# Car Tax



## bailey44 (Jul 18, 2008)

Dear Forum, 

Would it be possible for someone to advise me on the road tax in cyprus, how much it is and does it differ by which car you may have like in the UK. 

Would be very grateful as this will be the deciding factor in which car to bring with us when we move. 

Many thanks in advance.


----------



## Veronica (Apr 5, 2008)

bailey44 said:


> Dear Forum,
> 
> Would it be possible for someone to advise me on the road tax in cyprus, how much it is and does it differ by which car you may have like in the UK.
> 
> ...



Car tax varies according the size of your engine, capacity etc.
You will find the details here

http://www.jccsmart.com/

regards Veronica


----------



## BabsM (May 24, 2008)

We've just taxed our two cars for six months each. My Suzuki Swift cost €28 and my husband's 1990cc Freelander cost €113.


----------



## bailey44 (Jul 18, 2008)

BabsM said:


> We've just taxed our two cars for six months each. My Suzuki Swift cost €28 and my husband's 1990cc Freelander cost €113.

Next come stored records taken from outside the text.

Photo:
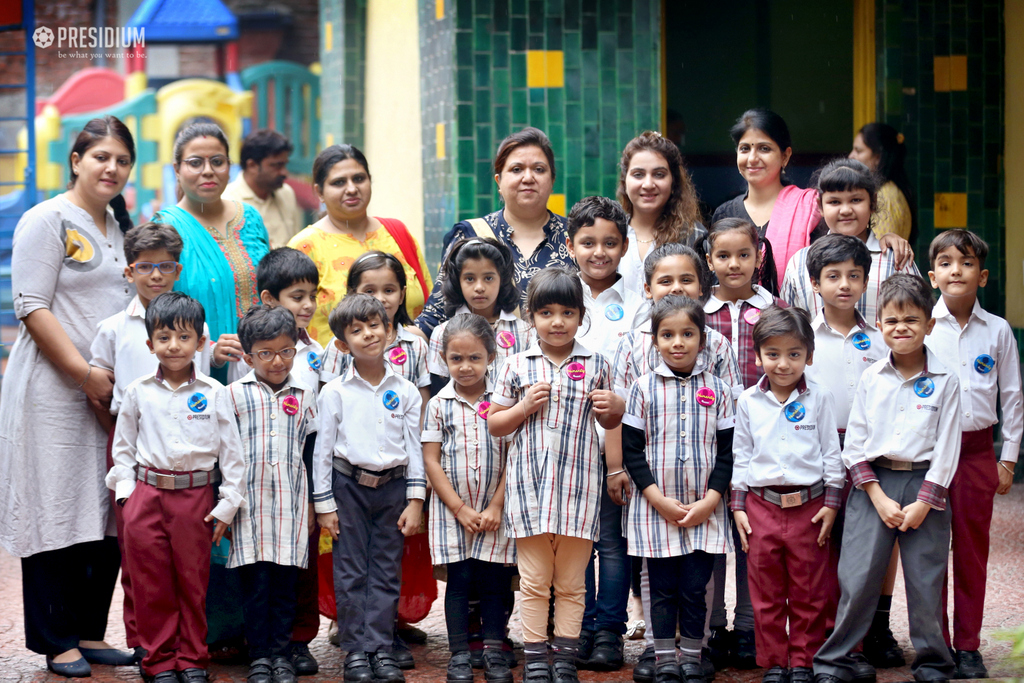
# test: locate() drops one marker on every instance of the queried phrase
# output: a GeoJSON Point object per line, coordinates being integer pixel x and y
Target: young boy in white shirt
{"type": "Point", "coordinates": [982, 349]}
{"type": "Point", "coordinates": [902, 446]}
{"type": "Point", "coordinates": [787, 481]}
{"type": "Point", "coordinates": [369, 466]}
{"type": "Point", "coordinates": [175, 438]}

Thats interesting as we where thinking of bringing a 4x4 over so thats dosen't sound to bad. 

thanks


----------



## grumpy (Nov 10, 2007)

Possible greater thought should go towards the registration costs.


----------



## bailey44 (Jul 18, 2008)

grumpy said:


> Possible greater thought should go towards the registration costs.


Hiya, 

How much is that then?? and how do I do that??

Thanks


----------



## grumpy (Nov 10, 2007)

Bailly44 I was on the way to start mine today until a chappie took the front off mine on the Polis road, however the MOF site has great information on it.


----------



## Veronica (Apr 5, 2008)

bailey44 said:


> Thats interesting as we where thinking of bringing a 4x4 over so thats dosen't sound to bad.
> 
> thanks


Bev its the cc that makes a difference. If your 4x4 is 2ltr or above it will be much more expensive than a 190cc freelander. Check out the link that I gave you as it gives more detail.

Veronica


----------



## grumpy (Nov 10, 2007)

Try this link and the associated spreadsheets on it for registration etc and the rules.

CUSTOMS & EXCISE - Vehicles


----------